Update: Hillary Clinton, Charlotte Osei and what it takes to be a woman in Power
Let me start by saying unlike many women I hardly get excited when a woman attains what seemed to be an unatainable position.

It’s not that I don’t want women to win, I really do, but I also know the with high expectations comes the pressure of having to live up to the title.

And when you don’t the lasting feeling of disappointment can never be easy to handle.

I posted a piece about how women in powerful position are treated.

Using Charlotte Osei and Hillary Clinton on how the world mostly views and treats women in power.

It was met with a lot of criticism not surprisingly by women who made this more about Charlotte Osei, than the real issue of the partiality in how women occupying the same positions as men are treated.

Lets be clear you’re more than permitted to have an issue with how she’s handled issues, if that’s what you believe.

And I said as much in my earlier write up.

I don’t seek to exonerate these two women from all they’ve been accused of, by all means they deserve to be held accountable for their actions and inactions, but there’s an obvious and inbuilt bias with how they’re treated.

This is more about the pressures women in her position face and the prejudice we pretend to be blinded to.

But we seem to be so fired up all the time waiting to pounce on people because we’re unable to separate how we feel about people from what’s right and wrong.

Its also because a lot of these women who’ve expressed anger at this write up are burdened with guilt knowing that they’ve been a part of this prejudice without knowing or assumed it wasn’t.

And for the men who had something to say they’re only argument was on the “victim mentality” they feel women like to carry.
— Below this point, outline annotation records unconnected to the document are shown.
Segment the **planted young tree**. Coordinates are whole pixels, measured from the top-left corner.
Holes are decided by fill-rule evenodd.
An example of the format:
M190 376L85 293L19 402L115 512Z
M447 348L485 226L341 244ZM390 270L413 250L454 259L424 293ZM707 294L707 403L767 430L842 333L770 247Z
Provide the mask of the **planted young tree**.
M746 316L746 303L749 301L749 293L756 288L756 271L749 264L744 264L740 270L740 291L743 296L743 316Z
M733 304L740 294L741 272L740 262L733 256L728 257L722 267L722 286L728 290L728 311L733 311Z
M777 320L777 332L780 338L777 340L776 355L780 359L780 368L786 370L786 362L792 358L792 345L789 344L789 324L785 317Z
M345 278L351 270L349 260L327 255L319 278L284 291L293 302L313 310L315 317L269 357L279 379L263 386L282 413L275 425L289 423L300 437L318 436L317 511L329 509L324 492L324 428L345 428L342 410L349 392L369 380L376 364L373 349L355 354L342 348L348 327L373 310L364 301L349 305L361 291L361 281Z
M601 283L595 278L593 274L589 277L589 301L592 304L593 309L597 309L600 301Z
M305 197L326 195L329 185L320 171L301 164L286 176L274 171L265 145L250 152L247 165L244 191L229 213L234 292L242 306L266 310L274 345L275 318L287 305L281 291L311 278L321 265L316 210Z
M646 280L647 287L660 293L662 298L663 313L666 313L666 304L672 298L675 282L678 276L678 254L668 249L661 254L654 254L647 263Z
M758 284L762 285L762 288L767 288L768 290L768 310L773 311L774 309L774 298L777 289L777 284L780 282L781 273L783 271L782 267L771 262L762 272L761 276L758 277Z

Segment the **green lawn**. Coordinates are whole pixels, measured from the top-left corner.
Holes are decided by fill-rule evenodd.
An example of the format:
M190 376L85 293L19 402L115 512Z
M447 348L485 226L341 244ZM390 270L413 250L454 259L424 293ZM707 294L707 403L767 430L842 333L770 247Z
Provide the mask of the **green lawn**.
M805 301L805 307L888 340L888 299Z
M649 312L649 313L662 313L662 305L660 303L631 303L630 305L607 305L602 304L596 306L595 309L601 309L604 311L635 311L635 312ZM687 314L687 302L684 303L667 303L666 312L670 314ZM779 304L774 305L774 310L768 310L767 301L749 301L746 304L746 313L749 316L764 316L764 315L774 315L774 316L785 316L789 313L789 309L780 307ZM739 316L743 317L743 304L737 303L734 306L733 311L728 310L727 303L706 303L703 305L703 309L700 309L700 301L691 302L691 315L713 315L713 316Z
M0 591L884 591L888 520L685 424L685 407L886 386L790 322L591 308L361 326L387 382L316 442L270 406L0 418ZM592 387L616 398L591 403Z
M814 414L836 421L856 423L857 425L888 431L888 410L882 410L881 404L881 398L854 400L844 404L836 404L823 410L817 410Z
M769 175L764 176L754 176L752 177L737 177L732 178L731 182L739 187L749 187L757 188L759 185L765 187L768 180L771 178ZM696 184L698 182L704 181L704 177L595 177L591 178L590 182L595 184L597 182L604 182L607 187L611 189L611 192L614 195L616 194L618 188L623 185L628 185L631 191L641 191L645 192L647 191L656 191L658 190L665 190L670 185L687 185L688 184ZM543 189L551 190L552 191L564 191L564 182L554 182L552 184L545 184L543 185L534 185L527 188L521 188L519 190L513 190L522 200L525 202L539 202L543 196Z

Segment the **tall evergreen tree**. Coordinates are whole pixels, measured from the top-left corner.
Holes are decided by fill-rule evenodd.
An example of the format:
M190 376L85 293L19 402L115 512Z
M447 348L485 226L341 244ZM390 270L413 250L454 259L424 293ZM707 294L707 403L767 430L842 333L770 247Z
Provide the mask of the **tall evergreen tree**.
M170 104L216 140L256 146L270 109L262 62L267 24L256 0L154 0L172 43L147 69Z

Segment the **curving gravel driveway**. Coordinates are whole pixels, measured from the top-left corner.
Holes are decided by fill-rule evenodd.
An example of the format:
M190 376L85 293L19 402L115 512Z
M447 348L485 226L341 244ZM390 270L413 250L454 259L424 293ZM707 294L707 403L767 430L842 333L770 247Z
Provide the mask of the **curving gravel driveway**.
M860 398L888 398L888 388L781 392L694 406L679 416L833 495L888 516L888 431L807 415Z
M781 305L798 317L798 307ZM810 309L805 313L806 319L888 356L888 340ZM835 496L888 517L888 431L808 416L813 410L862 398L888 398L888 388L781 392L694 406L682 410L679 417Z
First of you always have to remember that you should NEVER tell anyone how to feel about a situation you’ve never experienced.

I doubt any woman wants to walk around feeling down all day, think about it, what’s exciting in that?

But pretending a problem doesn’t exists just to give people the illusion that all is well, doesn’t change that it isn’t.

Some of these men also don’t understand that their views on how women are and should be treated in society don’t always reflect the majority.

So no, we’re not playing the victim,neither do we want to be the victim, we just want to live in a world where we don’t have to have these conversations anymore.

There’s a problem we need to fix and until we accept that there is , will continue to be talking about this for years to come.

I usually never come back to explain things I’ve written, but with the overwhelming response I got to this post I just have to.